STRASBOURG Le procès Agusta-Dassault en 1998 était celui d'une «époque révolue», disaient certains alors, celle où les entreprises pouvaient faire des dons financiers aux partis politiques mais sans verser dans la corruption. A la fin des années 80, pourtant, le PS (Parti socialiste) et le SP, son pendant flamand de l'époque aujourd'hui rebaptisé SP.A, avaient selon la justice touché des «pots-de-vin» en favorisant «injustement» l'attribution de deux marchés militaires: celui de l'acquisition de systèmes de contre-mesure électronique ou boucliers électroniques antimissiles pour les chasseurs F-16 et celui du remplacement des hélicoptères Alouette. Pour arriver à leurs fins, les personnes mises en cause avaient par des faux et autres pratiques illégales occulté «l'avantage substantiel» de certains systèmes ou appareils concurrents au profit de Dassault pour l'amélioration des F-16 ou d'Agusta pour l'achat de 46 hélicoptères.

Ainsi, du 2 septembre au 23 décembre 1998, trois anciens ministres et 9 autres personnes ont comparu devant la Cour de cassation à Bruxelles. (NdlR: aujourd'hui, c'est la cour d'appel qui est compétente pour juger les ministres). Ces prévenus sont Guy Spitaels, ancien président du PS, Willy Claes, ancien ministre SP des Affaires économiques, et son chef de cabinet Johan Delanghe, Guy Coëme, ancien ministre de la Défense nationale, et ses chefs de cabinet André Bastien et Jean-Louis Mazy, Merry Hermanus, ancien secrétaire général de la Communauté française, François Pirot, ancien secrétaire général du PS, décédé depuis, Luc Wallyn, ancien secrétaire général adjoint du SP, Etienne Mangé, ancien grand argentier du SP, Alfons Puelinckx, avocat d'affaires, et Serge Dassault, l'avionneur français.

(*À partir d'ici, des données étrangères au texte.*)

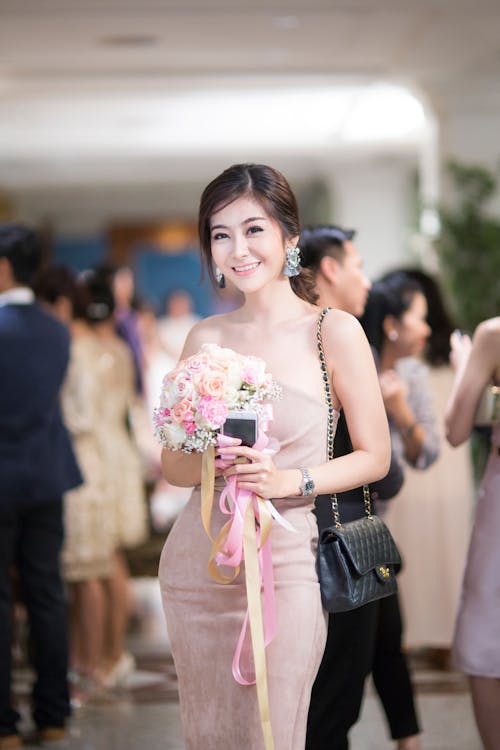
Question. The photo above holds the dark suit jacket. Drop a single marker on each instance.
(37, 463)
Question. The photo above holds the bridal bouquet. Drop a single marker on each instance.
(198, 394)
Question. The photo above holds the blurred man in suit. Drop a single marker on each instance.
(37, 466)
(337, 694)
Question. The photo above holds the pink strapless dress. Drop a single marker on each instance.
(476, 647)
(204, 618)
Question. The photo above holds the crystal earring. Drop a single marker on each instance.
(221, 281)
(292, 262)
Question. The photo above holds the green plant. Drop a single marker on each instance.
(469, 245)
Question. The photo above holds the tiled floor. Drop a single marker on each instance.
(145, 715)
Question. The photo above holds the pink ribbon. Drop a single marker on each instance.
(234, 502)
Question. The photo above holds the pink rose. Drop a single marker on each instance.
(182, 412)
(190, 427)
(212, 383)
(197, 363)
(250, 375)
(213, 411)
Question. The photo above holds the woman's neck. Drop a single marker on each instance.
(274, 304)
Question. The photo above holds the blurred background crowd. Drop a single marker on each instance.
(113, 115)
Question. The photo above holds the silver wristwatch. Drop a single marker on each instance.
(307, 484)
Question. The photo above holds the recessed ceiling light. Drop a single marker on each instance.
(129, 40)
(286, 22)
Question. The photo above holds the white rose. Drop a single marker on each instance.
(182, 388)
(168, 398)
(230, 397)
(234, 375)
(175, 434)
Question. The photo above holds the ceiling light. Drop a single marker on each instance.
(129, 40)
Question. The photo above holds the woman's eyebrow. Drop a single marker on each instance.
(247, 221)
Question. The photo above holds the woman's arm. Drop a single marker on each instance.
(415, 417)
(355, 382)
(184, 469)
(474, 372)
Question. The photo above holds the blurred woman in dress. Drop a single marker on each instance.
(434, 505)
(395, 324)
(477, 634)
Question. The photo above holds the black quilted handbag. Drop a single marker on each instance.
(356, 562)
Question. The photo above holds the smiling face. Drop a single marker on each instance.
(412, 328)
(352, 286)
(247, 244)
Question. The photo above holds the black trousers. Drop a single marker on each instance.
(361, 641)
(31, 537)
(337, 692)
(390, 672)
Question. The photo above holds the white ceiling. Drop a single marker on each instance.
(103, 90)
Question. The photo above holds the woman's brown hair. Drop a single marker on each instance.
(270, 188)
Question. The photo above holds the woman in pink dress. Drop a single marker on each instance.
(249, 228)
(477, 634)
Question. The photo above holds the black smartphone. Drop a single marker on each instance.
(242, 425)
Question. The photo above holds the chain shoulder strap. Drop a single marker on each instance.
(330, 428)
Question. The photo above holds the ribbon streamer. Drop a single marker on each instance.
(245, 536)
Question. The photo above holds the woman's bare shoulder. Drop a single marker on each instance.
(206, 331)
(489, 330)
(341, 327)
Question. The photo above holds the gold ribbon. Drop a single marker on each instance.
(252, 578)
(207, 488)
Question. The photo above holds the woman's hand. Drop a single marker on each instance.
(394, 392)
(259, 474)
(461, 345)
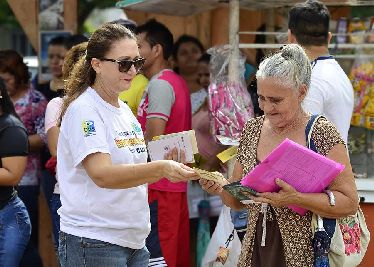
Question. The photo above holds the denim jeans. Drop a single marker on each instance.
(47, 182)
(55, 205)
(29, 194)
(15, 231)
(77, 251)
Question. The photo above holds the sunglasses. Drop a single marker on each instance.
(124, 65)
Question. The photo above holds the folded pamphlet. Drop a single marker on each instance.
(216, 177)
(183, 141)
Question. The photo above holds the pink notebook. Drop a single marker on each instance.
(305, 170)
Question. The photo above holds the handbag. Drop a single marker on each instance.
(224, 247)
(337, 242)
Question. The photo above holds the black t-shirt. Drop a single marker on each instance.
(13, 142)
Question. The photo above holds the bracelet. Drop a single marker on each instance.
(331, 197)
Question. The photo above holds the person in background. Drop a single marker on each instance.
(57, 49)
(102, 159)
(271, 240)
(30, 106)
(52, 131)
(133, 95)
(187, 50)
(331, 92)
(165, 108)
(199, 98)
(15, 222)
(208, 148)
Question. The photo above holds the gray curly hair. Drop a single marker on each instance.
(291, 65)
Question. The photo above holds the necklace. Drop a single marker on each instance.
(290, 126)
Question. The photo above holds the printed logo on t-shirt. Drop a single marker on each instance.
(136, 128)
(88, 127)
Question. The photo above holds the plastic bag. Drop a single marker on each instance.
(224, 239)
(362, 80)
(229, 101)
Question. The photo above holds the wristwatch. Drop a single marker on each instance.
(331, 197)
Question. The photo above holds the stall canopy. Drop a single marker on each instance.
(188, 7)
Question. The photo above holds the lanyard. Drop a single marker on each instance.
(314, 62)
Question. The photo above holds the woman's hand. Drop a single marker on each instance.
(286, 196)
(178, 172)
(210, 186)
(176, 155)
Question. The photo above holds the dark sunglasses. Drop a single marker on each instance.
(124, 65)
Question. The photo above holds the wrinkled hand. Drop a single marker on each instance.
(178, 172)
(176, 155)
(210, 186)
(286, 196)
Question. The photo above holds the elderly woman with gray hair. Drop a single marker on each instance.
(283, 80)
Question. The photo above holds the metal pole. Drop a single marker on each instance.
(234, 57)
(234, 40)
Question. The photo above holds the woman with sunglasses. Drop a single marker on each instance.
(15, 226)
(102, 159)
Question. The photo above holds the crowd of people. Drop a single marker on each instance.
(82, 138)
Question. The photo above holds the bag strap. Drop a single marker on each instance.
(309, 130)
(323, 224)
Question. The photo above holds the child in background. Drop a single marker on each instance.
(208, 148)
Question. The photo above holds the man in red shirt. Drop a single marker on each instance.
(164, 109)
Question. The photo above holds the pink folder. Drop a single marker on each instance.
(305, 170)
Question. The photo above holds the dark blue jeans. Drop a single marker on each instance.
(55, 205)
(77, 251)
(15, 231)
(30, 196)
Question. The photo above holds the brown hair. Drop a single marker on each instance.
(71, 58)
(11, 62)
(83, 75)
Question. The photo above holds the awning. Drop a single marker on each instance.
(191, 7)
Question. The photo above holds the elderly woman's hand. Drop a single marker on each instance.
(286, 196)
(178, 172)
(210, 186)
(176, 155)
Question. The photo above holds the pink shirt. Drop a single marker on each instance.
(208, 148)
(167, 85)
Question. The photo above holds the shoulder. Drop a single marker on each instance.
(55, 103)
(9, 120)
(83, 104)
(254, 123)
(325, 135)
(37, 96)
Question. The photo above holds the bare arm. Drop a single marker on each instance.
(12, 170)
(343, 188)
(36, 143)
(52, 137)
(155, 127)
(107, 175)
(227, 198)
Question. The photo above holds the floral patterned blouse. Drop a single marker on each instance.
(295, 230)
(31, 109)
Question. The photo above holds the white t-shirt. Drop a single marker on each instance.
(331, 94)
(117, 216)
(52, 114)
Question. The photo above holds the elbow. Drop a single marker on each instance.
(354, 207)
(14, 180)
(101, 181)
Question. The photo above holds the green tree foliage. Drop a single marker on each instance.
(7, 18)
(86, 6)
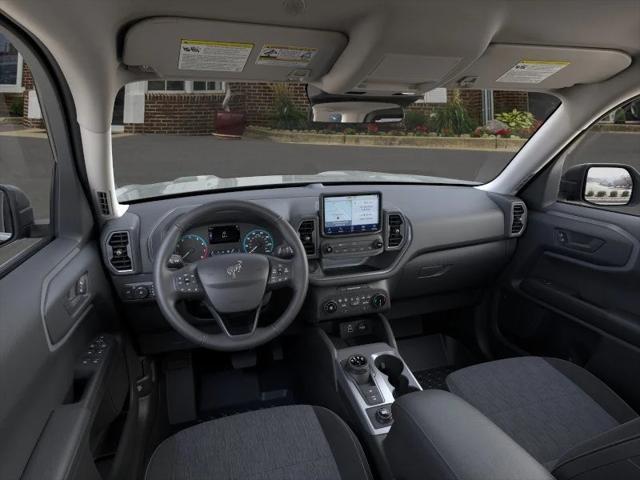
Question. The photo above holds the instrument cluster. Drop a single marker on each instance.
(207, 241)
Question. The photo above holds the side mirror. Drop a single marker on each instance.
(16, 214)
(603, 185)
(608, 186)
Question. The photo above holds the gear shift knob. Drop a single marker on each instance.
(358, 366)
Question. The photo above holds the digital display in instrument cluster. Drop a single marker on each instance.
(224, 234)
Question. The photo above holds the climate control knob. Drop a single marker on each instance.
(379, 300)
(330, 307)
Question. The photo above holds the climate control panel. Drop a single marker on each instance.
(354, 300)
(366, 246)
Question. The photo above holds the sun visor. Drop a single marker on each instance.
(529, 67)
(209, 49)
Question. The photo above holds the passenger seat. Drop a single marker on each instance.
(547, 405)
(528, 418)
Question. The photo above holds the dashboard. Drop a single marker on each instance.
(398, 249)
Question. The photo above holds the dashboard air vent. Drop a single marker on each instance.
(396, 231)
(119, 255)
(307, 236)
(103, 203)
(518, 218)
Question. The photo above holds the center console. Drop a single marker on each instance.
(372, 377)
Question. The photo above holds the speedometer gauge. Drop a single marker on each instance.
(192, 247)
(258, 241)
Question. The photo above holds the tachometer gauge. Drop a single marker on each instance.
(258, 241)
(192, 247)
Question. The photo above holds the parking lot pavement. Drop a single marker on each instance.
(26, 161)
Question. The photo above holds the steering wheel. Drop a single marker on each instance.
(233, 283)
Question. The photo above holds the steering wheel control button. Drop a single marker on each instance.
(187, 283)
(175, 261)
(280, 273)
(284, 251)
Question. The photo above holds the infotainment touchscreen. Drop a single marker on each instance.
(349, 214)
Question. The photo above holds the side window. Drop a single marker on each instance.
(26, 158)
(603, 169)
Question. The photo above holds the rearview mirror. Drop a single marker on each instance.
(357, 112)
(356, 108)
(16, 214)
(608, 186)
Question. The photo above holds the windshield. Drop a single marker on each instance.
(172, 137)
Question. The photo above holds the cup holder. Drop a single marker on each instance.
(393, 367)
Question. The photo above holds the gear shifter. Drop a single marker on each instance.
(358, 366)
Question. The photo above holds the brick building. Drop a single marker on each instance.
(189, 107)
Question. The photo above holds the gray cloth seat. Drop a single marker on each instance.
(548, 406)
(291, 442)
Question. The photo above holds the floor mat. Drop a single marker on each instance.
(434, 377)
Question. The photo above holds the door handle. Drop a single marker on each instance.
(578, 241)
(78, 295)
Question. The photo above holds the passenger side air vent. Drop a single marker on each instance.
(518, 218)
(396, 231)
(103, 203)
(307, 232)
(120, 253)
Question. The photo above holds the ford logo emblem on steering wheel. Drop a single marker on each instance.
(234, 269)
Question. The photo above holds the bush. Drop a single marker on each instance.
(452, 118)
(517, 120)
(286, 114)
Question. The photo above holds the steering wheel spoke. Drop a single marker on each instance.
(280, 273)
(185, 284)
(227, 326)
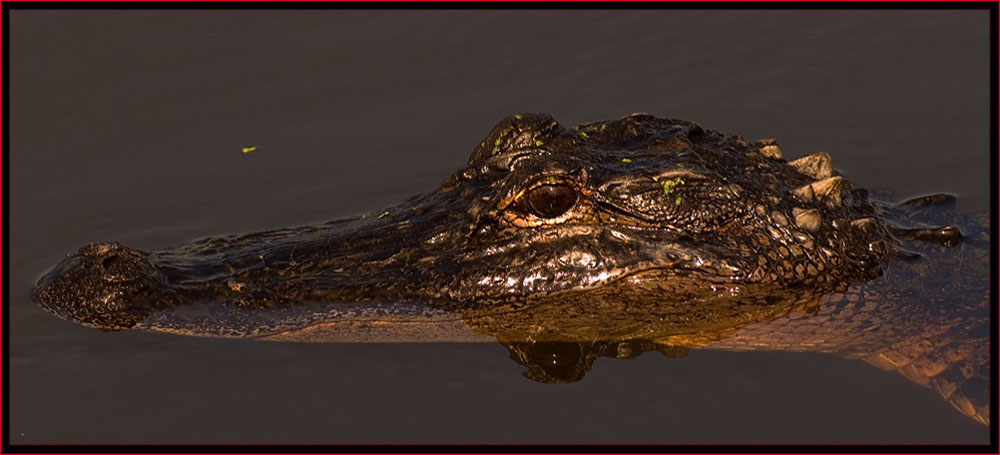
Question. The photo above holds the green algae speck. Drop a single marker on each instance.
(669, 185)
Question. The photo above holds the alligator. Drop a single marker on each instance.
(606, 239)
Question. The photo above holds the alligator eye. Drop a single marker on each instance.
(550, 201)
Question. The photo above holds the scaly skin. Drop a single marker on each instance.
(644, 232)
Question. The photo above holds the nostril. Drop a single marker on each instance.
(109, 261)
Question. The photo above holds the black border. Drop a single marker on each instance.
(8, 6)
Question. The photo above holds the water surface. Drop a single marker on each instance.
(129, 126)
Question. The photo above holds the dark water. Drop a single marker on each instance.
(129, 126)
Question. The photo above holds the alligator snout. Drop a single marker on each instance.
(104, 285)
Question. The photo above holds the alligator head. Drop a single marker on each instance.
(605, 215)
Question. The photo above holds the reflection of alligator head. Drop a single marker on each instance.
(641, 229)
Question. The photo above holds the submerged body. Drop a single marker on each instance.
(609, 238)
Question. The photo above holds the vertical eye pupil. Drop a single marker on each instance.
(551, 201)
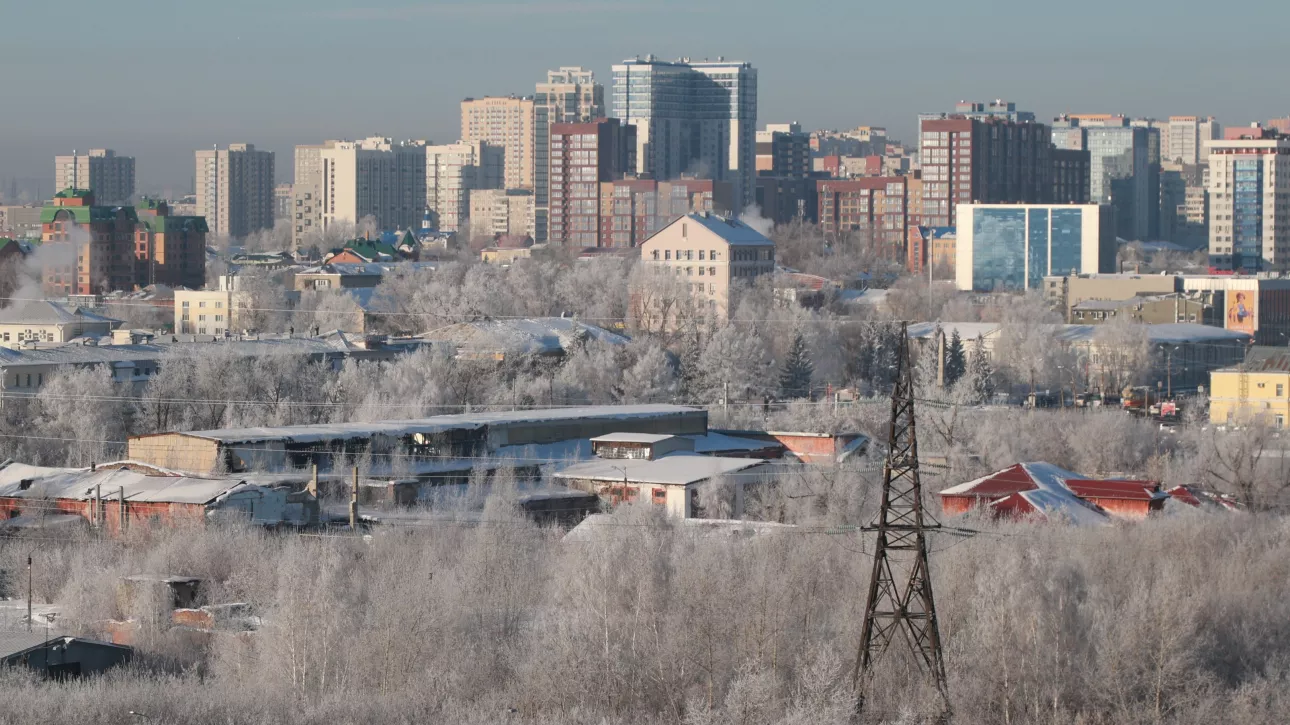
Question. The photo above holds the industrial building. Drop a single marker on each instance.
(414, 446)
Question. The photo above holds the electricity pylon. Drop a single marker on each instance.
(901, 603)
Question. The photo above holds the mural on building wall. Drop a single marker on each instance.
(1241, 310)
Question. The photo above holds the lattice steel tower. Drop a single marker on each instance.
(901, 603)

Ces 12 personnes ont été condamnées fin 1998 à des peines de prison avec sursis allant de trois mois à trois ans, la peine la plus lourde étant infligée à Willy Claes. Les deux Guy et Serge Dassault, eux, ont été condamnés à deux ans.

Ils n'en sont pas restés là. Guy Coëme, Willy Claes, Serge Dassault, Alfons Puelinckx, Merry Hermanus, Johan Delanghe et Luc Wallyn ont déposé en 1999 une requête auprès de la Cour européenne des droits de l'homme. Ces derniers estimaient que leurs droits avaient été violés.

La Cour européenne des droits de l'homme a déjà pris plusieurs décisions intermédiaires mais, le 2 juin, elle rendra un arrêt définitif qui déterminera si oui ou non les droits de ces hommes ont été bafoués. Mais cette décision n'implique pas une révision du procès en Belgique. En cas d'arrêt favorable, les demandeurs pourraient se voir accorder un dédommagement.